Er mustert mich von oben bis unten und lächelt dann. „Du siehst wunderschön aus”, er schaut mir in die Augen. „D-danke”, stottere ich leicht und ziehe meine Jacke dann an. Er wartet, bis ich fertig bin und streckt dann seine Hand nach mir aus. „Darf ich bitten?”, er grinst und ich nehme seine Hand. Wir laufen gemeinsam zur Sporthalle unserer Schule. Viele Leute tummeln sich dort schon und ich schaue mich um. Wir gehen dann rein und werden mit einem Schwall, heisser Luft begrüsst. „Wow tut das gut”, er grinst und ich muss lachen. Es tanzen Pärchen auf der Tanzfläche, Mädchen stehen lachend beim Fotoautomaten und am Buffet ist auch schon eine lange Schlange. „Ich war noch nie hier, hätte nicht gedacht das hier wirklich so viele Schüler hinkommen”, er schaut erstaunt herum. „Hey!», boxe ihn, „denkst du, ich bin die einzige?”. Er lacht und wir laufen an einen Tisch. Ich setze mich und er fragt: „Soll ich uns was zum Trinken holen?”. Ich nicke und antworte: „Gerne.”
Der Abend vergeht schnell. Zusammen tanzen wir sanft im Takt der Musik. Wir schauen uns an. Das Licht ist gedimmt, jedoch sehe ich jedes einzelne Detail in seinem Gesicht. Ein leichtes Lächeln breitet sich bei ihm aus. „Mir ist das vorher schon aufgefallen”, flüstert er leise und holt mich somit aus meiner Trance zurück. „Was denn”, flüstere ich zurück. „Selbst deine Augen haben die Farben des Herbstes.” Ich schaue ihn weiterhin an und höre zu. „Braun, ein wenig rot und Haselnuss, aber auch ein wenig grün”, murmelt er.

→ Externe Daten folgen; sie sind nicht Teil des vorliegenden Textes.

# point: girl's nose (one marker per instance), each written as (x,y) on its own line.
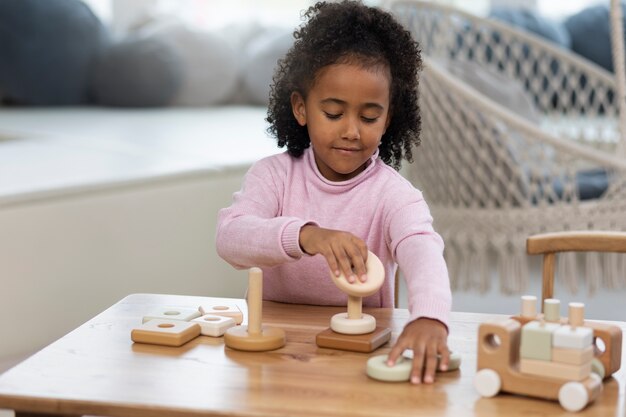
(351,129)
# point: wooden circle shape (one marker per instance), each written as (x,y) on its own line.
(377,368)
(573,396)
(454,362)
(341,323)
(270,338)
(375,279)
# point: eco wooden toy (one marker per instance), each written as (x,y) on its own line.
(214,326)
(165,332)
(377,367)
(552,360)
(226,310)
(254,336)
(172,313)
(354,330)
(606,360)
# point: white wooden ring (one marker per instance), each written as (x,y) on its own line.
(375,279)
(340,323)
(377,369)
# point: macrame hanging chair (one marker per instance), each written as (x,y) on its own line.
(519,137)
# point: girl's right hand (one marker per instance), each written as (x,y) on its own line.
(344,252)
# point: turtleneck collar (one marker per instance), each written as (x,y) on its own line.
(371,163)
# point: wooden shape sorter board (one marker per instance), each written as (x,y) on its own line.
(165,332)
(358,343)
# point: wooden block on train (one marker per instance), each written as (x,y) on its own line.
(555,369)
(572,356)
(536,340)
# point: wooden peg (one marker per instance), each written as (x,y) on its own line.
(255,336)
(529,306)
(576,314)
(344,327)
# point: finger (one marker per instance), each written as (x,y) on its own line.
(345,264)
(332,262)
(418,366)
(363,252)
(431,364)
(444,358)
(359,265)
(395,353)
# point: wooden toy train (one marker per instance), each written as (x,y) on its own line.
(547,356)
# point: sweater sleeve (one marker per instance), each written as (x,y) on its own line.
(418,250)
(251,231)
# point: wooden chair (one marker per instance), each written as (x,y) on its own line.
(549,244)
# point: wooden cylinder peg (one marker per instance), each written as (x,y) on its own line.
(576,314)
(255,299)
(255,336)
(529,306)
(552,310)
(355,307)
(355,322)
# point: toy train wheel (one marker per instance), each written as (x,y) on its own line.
(573,396)
(487,382)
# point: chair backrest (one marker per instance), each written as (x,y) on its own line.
(548,244)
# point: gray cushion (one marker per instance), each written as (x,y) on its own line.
(208,64)
(534,23)
(47,48)
(590,33)
(137,72)
(260,58)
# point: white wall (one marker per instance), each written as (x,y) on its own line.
(64,260)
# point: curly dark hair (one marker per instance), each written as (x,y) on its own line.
(347,32)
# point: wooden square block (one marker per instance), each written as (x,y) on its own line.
(573,337)
(225,310)
(172,313)
(214,326)
(165,332)
(555,369)
(354,342)
(536,340)
(572,356)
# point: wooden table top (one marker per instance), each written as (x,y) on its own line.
(97,370)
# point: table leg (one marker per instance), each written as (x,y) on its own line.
(29,414)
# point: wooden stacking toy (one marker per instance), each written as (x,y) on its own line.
(546,355)
(355,330)
(377,367)
(254,336)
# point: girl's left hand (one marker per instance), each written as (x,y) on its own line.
(427,338)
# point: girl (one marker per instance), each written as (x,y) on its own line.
(344,103)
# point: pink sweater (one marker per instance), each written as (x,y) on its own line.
(281,193)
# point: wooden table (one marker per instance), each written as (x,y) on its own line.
(97,370)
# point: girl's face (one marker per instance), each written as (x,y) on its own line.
(346,113)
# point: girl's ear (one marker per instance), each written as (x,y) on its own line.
(388,121)
(298,108)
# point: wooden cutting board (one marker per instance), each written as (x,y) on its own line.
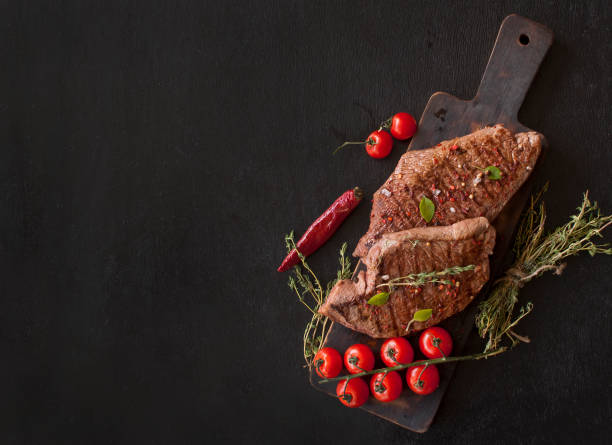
(518,52)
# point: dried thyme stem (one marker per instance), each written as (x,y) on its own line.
(311,294)
(536,254)
(419,279)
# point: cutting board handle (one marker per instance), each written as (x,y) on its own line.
(518,52)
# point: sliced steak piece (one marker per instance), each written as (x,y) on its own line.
(449,175)
(422,249)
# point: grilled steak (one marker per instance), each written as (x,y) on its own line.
(421,249)
(450,175)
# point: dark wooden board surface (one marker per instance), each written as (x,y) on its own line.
(519,49)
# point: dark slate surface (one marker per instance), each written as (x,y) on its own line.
(153,155)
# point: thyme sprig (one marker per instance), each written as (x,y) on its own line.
(312,295)
(536,253)
(420,279)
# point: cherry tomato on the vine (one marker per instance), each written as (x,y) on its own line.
(403,126)
(386,387)
(358,358)
(352,393)
(379,144)
(396,351)
(328,363)
(423,379)
(436,342)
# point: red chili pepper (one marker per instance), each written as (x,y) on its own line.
(323,227)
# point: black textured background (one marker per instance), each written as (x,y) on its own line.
(154,153)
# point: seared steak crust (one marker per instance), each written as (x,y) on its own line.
(450,175)
(423,249)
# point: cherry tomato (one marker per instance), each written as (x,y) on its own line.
(396,348)
(353,392)
(358,358)
(423,379)
(435,341)
(388,388)
(379,144)
(403,126)
(328,363)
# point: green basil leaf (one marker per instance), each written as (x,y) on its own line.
(493,172)
(379,299)
(422,315)
(427,209)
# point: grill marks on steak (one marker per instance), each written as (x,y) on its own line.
(452,168)
(416,250)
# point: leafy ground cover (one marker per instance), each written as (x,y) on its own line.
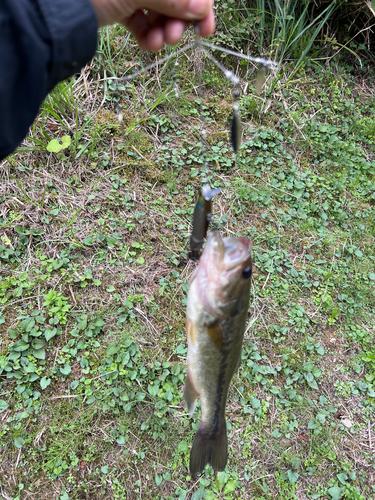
(93,250)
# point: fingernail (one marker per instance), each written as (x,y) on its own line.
(196,7)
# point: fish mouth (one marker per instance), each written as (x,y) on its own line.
(226,253)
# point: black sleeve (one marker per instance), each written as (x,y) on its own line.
(41,43)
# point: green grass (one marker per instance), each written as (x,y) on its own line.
(94,268)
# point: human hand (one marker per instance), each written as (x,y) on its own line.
(164,22)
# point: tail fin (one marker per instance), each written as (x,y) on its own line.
(209,448)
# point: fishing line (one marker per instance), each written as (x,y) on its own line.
(202,211)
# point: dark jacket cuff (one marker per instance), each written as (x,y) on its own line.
(73,27)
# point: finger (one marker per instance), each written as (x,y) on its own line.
(155,39)
(174,30)
(188,10)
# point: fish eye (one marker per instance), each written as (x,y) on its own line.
(246,273)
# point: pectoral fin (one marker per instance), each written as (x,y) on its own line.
(190,395)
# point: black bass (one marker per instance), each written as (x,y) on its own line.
(217,308)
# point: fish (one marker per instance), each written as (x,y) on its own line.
(260,79)
(236,129)
(217,306)
(201,220)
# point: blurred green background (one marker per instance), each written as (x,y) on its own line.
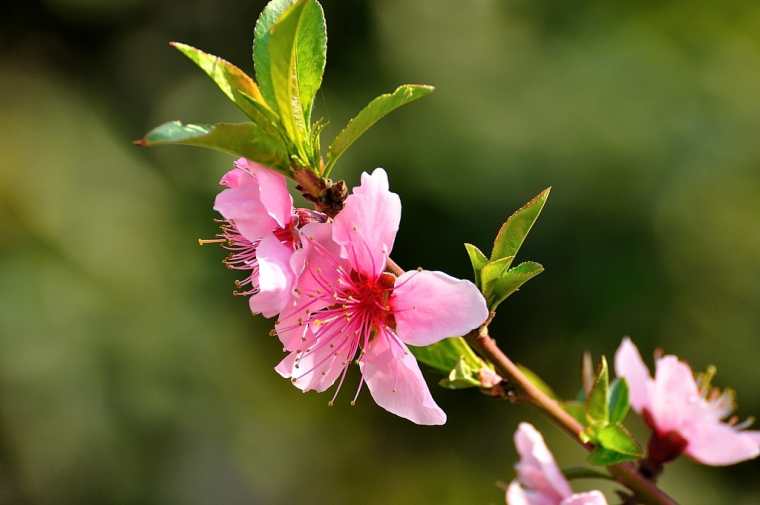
(129,374)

„Ich fange an, den Herbst immer mehr zu mögen und dreimal kannst du raten, wem ich es zu verdanken hab”, er lächelt leicht und beugt sich dann nach vorne. Ich schliesse meine Augen und unsere Lippen berühren sich. Die Musik rückt in den Hintergrund und wir sind die einzigen auf der Tanzfläche. Nach einer Weile öffnen wir beide wieder unsere Augen und schauen uns an. Ich weiss nicht, was ich sagen soll, doch er übernimmt es für mich. „Ich liebe dich Hazel”, ich lächle und wir küssen uns wieder.
Und so ging mein perfekter Herbst aus. Geprägt von kühlen Küssen und farbigen Blättern.